Em outubro do ano passado, o Governo anunciou um Acordo de Rendimentos assinado na concertação social com as confederações patronais e com a central sindical UGT. Este acordo fixava uma meta para os aumentos salariais no setor privado e definia benefícios fiscais em sede de IRC para as empresas que levassem a cabo aumentos salariais pelo menos nesse valor – que, para 2023, ficou fixado nos 5,1%. O benefício permite majorar em 50% em IRC os encargos com aumentos salariais acima deste valor.
O acordo foi criticado à esquerda por vários motivos: por um lado, o valor dos aumentos definidos para 2023 nem sequer chega para compensar a inflação do ano passado (que superou os 7%), pelo que não evita a quebra do poder de compra da maioria dos trabalhadores; por outro lado, as metas fixadas a médio prazo são manifestamente insuficientes; por fim, o maior benefício atribuído – a possibilidade de deduzirem os prejuízos no IRC durante um período ilimitado – não estava dependente dos aumentos salariais aprovados.
Rapidamente se percebeu que o acordo teria pouca expressão do ponto de vista da evolução salarial no país, sendo que nenhuma grande empresa se comprometeu a cumpri-lo. Apesar dos benefícios alcançados, as confederações patronais manifestaram o seu desagrado face à “indefinição” de alguns dos critérios definidos para que as empresas pudessem ter direito aos benefícios.

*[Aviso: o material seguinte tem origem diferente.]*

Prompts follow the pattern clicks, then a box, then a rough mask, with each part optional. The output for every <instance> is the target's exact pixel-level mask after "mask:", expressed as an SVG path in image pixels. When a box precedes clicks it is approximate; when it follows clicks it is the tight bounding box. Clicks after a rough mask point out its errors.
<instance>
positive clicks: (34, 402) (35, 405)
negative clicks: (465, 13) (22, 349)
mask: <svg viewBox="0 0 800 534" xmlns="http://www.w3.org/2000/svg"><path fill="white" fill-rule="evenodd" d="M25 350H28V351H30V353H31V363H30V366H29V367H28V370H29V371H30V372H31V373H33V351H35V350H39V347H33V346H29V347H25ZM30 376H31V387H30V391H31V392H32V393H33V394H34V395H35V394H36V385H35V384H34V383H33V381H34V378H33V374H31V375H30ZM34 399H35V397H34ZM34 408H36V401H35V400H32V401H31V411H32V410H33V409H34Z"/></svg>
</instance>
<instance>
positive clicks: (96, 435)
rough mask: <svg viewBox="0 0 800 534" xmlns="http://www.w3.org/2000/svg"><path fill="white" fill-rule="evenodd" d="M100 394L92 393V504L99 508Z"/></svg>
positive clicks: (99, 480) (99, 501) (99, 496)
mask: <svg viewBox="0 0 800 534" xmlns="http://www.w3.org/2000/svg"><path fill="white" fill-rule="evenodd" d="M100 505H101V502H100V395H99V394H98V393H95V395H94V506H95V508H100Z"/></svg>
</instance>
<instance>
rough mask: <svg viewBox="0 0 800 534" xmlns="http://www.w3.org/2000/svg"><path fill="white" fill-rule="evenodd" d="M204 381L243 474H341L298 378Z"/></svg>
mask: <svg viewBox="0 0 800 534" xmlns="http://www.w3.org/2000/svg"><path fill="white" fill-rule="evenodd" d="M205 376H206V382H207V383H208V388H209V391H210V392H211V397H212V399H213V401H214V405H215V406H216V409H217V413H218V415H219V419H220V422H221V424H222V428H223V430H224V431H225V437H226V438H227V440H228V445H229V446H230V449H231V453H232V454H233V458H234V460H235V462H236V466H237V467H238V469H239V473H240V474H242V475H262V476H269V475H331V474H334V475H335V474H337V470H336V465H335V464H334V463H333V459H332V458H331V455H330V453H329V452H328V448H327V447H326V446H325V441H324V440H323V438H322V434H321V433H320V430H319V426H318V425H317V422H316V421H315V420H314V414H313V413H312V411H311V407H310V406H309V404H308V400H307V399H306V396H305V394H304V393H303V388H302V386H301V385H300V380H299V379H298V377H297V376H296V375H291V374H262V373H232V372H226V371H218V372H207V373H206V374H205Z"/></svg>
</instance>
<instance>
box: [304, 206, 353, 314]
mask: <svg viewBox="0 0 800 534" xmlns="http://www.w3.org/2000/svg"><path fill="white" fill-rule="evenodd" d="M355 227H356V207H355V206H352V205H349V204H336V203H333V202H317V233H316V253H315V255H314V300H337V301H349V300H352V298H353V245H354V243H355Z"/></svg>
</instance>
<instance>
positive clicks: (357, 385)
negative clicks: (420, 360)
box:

Após novas discussões, o Governo acabou por decidir aligeirar estes critérios e a Ministra do Trabalho, Ana Mendes Godinho, anunciou esta semana que se chegou a uma “solução equilibrada”. No essencial dos detalhes já conhecidos, há duas principais novidades e ambas facilitam a vida às empresas.
A primeira diz respeito à negociação coletiva. O acordo previa inicialmente que as empresas só poderiam receber os benefícios fiscais se promovessem a “negociação coletiva dinâmica” para aprovar aumentos salariais. Na nova versão, os benefícios passam a abranger também as empresas onde os aumentos acontecerem por via de portarias de extensão. As portarias de extensão são uma decisão administrativa do Governo e levam a que empresas que não participaram nas negociações tenham de aplicar os aumentos definidos. Ou seja, as empresas que não promoverem a negociação coletiva mas forem legalmente obrigadas a aplicar um aumento de 5,1% também beneficiam da redução do IRC em 2023 e em 2024.
A segunda prende-se com os leques salariais. Inicialmente, as empresas que quisessem receber os benefícios fiscais não poderiam promover aumentos que aumentassem as desigualdades salariais dentro da empresa (através de aumentos mais expressivos para os gestores de topo, à semelhança do que tem acontecido nos últimos anos). No entanto, o critério foi aligeirado e impede apenas que a disparidade aumente no que toca às remunerações fixas.
Ou seja, as empresas que aumentarem os seus gestores de topo ou os trabalhadores com salários mais altos através de bónus, participações nos resultados das empresas, prémios de desempenho, entre outros, podem receber os benefícios fiscais mesmo que estejam a aumentar as disparidades salariais dentro da empresa.